İran’da düzenlenen Birinci Uluslararası ‘Aksa Tufanı ve Gazze; Anlatılar ve Gerçekler’ konferansında konuşma yapan İslami Cihad Hareketi’nin İran Temsilcisi Nasır ebu Şerif şunları belirtti: Öncelikle tüm İslam alemini İran İslam Devrimi'nin zaferinin yıldönümü dolayısıyla kutluyorum. Bu devrim İran'ı, Siyonist rejimin ve Batılı ülkelerin bölgedeki politikalarına karşı ateşten bir hatta dönüştürdü.
Ebu Şerif şöyle devam etti: Balfour Deklarasyonu'ndan bu yana Filistin halkı saldırılara ve suçlara maruz kalmıştır. Bu konuya İsrailli tarihçiler de değinmiştir. İsrailli tarihçiler de Filistin halkına karşı gerçekleştirilen soykırım ile ilgili kitap yayınladı.

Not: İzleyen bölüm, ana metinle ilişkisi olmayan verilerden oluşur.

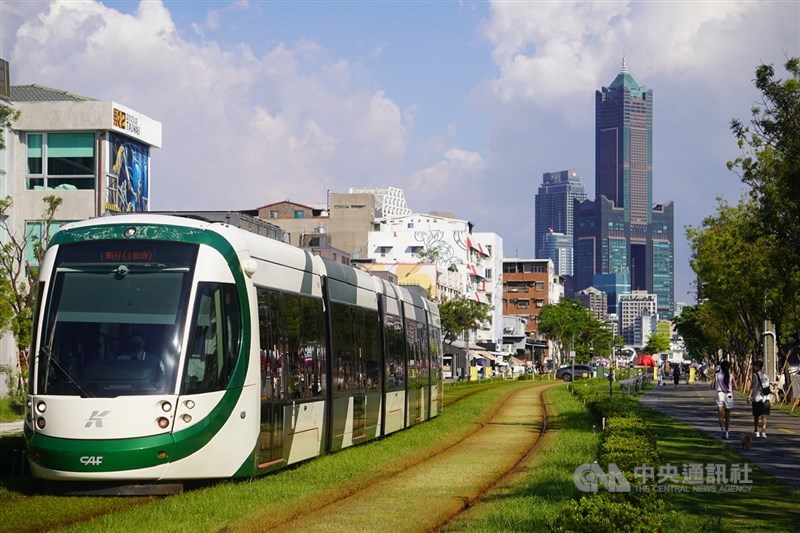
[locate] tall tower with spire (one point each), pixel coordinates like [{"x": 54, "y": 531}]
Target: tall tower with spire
[{"x": 621, "y": 231}]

Gazze’deki gelişmelere değinen ebu Şerif: ‘Meselelerden biri de yıllardır abluka altında bulunan Gazze'yle ilgili. Aynı zamanda Kudüs'ün Yahudileştirilmesine de tanık oluyoruz. Rejimin Batı Şeria ve diğer Filistin bölgelerindeki yerleşim yeri inşa etmesine de tanık oluyoruz. Smotrich, yakın zamanda yaptığı bir konuşmasında ‘Filistinlilerin ya ölecekleri ya da onların istedikleri gibi yaşamak zorunda kalacaklarını söyledi. Bu aslında bu, faşist Siyonist rejimin Filistin halkına yönelik asıl projesidir’ ifadelerini kullandı.
İslami Cihad Hareketi'nin İran temsilcisi şöyle devam etti: Faşist iktidarın gölgesinde ‘Filistin sorununun’ ortadan kaldırılmasına yönelik bir operasyon ve sürece tanık oluyoruz. Aynı zamanda Biden, Filistin sorununun çözümüne yönelik bir proje ortaya koydu. Bu projenin amacı, birincisi bölgede rejimi güçlendirmek, ikincisi ise rejim ile Suudi Arabistan, Malezya, Endonezya gibi İslam ülkeleri arasında normalleşmeyi sağlamaktı. Direnişi ve İran'ı kontrol altına almak için her türlü çaba sarf ediliyor.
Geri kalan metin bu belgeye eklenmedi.